ZeeBra zal een termijn van 24 uur na betekening van het vonnis worden gegeven voor de opheffing van het beslag. De voorzieningenrechter oordeelt dat een redelijke termijn om de opheffing te realiseren.
4.15.
De gevorderde dwangsom van € 5.000,00 per dag of dagdeel dat ZeeBra niet voldoet aan de veroordeling, zal als niet weersproken worden toegewezen, met dien verstande dat de voorzieningenrechter op de voet van artikel 611b Rv aan de dwangsom een maximum van € 100.000,00 zal verbinden.
4.16.
ZeeBra is in het ongelijk gesteld en moet daarom de proceskosten (inclusief nakosten) betalen.
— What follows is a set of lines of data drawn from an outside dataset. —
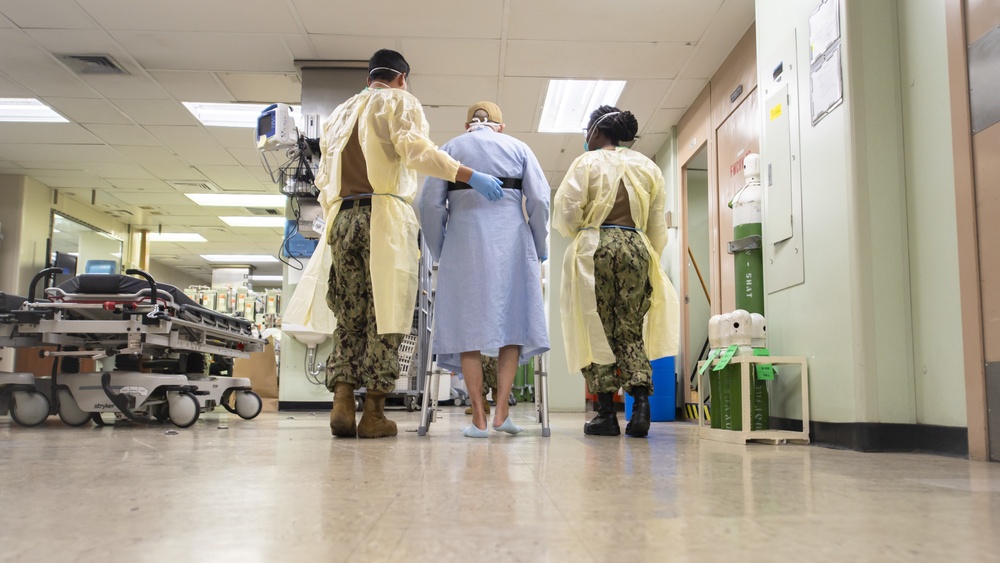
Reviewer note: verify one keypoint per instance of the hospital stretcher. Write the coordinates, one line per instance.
(101, 316)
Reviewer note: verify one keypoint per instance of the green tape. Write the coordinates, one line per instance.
(765, 372)
(711, 356)
(724, 360)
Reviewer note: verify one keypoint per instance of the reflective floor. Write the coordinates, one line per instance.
(279, 488)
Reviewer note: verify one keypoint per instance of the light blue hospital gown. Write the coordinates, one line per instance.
(489, 290)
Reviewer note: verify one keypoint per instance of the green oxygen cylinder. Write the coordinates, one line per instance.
(747, 246)
(748, 261)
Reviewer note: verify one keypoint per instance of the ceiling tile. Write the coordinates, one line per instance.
(48, 133)
(650, 144)
(53, 14)
(235, 52)
(231, 178)
(135, 86)
(662, 121)
(193, 144)
(87, 111)
(248, 16)
(642, 98)
(263, 88)
(300, 47)
(37, 70)
(403, 19)
(663, 20)
(123, 135)
(156, 112)
(140, 185)
(684, 91)
(521, 101)
(250, 158)
(161, 198)
(75, 182)
(465, 57)
(64, 171)
(588, 59)
(193, 86)
(455, 90)
(351, 47)
(234, 137)
(11, 89)
(728, 27)
(19, 152)
(108, 171)
(162, 162)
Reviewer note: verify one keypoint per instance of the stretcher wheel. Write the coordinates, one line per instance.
(70, 412)
(183, 408)
(161, 413)
(30, 408)
(248, 404)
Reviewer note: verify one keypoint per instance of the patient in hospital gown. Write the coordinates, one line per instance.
(489, 292)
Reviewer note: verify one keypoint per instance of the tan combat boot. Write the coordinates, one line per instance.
(342, 422)
(486, 406)
(373, 423)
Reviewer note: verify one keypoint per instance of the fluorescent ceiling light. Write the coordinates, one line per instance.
(240, 258)
(28, 110)
(569, 103)
(176, 237)
(231, 115)
(252, 221)
(239, 200)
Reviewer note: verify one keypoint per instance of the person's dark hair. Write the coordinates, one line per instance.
(620, 128)
(385, 59)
De proceskosten van RZWN worden begroot op:
- kosten van de dagvaarding
115,22
- griffierecht
688,00
- salaris advocaat
1.107,00
- nakosten
178,00
(plus de verhoging zoals vermeld in de beslissing)
totaal
2.088,22
4.17.
De gevorderde wettelijke rente over de proceskosten wordt toegewezen zoals vermeld in de beslissing.

5.De beslissing

De voorzieningenrechter
5.1.
veroordeelt ZeeBra om binnen 24 uur na betekening van het vonnis het ten laste van RZWN onder Coöperatieve Rabobank U.A. gelegde derdenbeslag op te heffen, met bepaling dat ZeeBra een dwangsom van € 5.000,00 verbeurt voor iedere dag of dagdeel dat aan de veroordeling niet wordt voldaan, met een maximum van € 100.000,00,
5.2.
veroordeelt ZeeBra in de proceskosten van € 2.088,22, te betalen binnen veertien dagen na aanschrijving daartoe, te vermeerderen met € 92,00 plus de kosten van betekening als ZeeBra niet tijdig aan de veroordelingen voldoet en het vonnis daarna wordt betekend,
5.3.
veroordeelt ZeeBra tot betaling van de wettelijke rente als bedoeld in artikel 6:119 BW over de proceskosten als deze niet binnen veertien dagen na aanschrijving zijn betaald,
5.4.
verklaart dit vonnis tot zover uitvoerbaar bij voorraad,
5.5.
wijst af het meer of anders gevorderde.
Dit vonnis is gewezen door mr. De Graaf en in het openbaar uitgesproken op 13 mei 2024.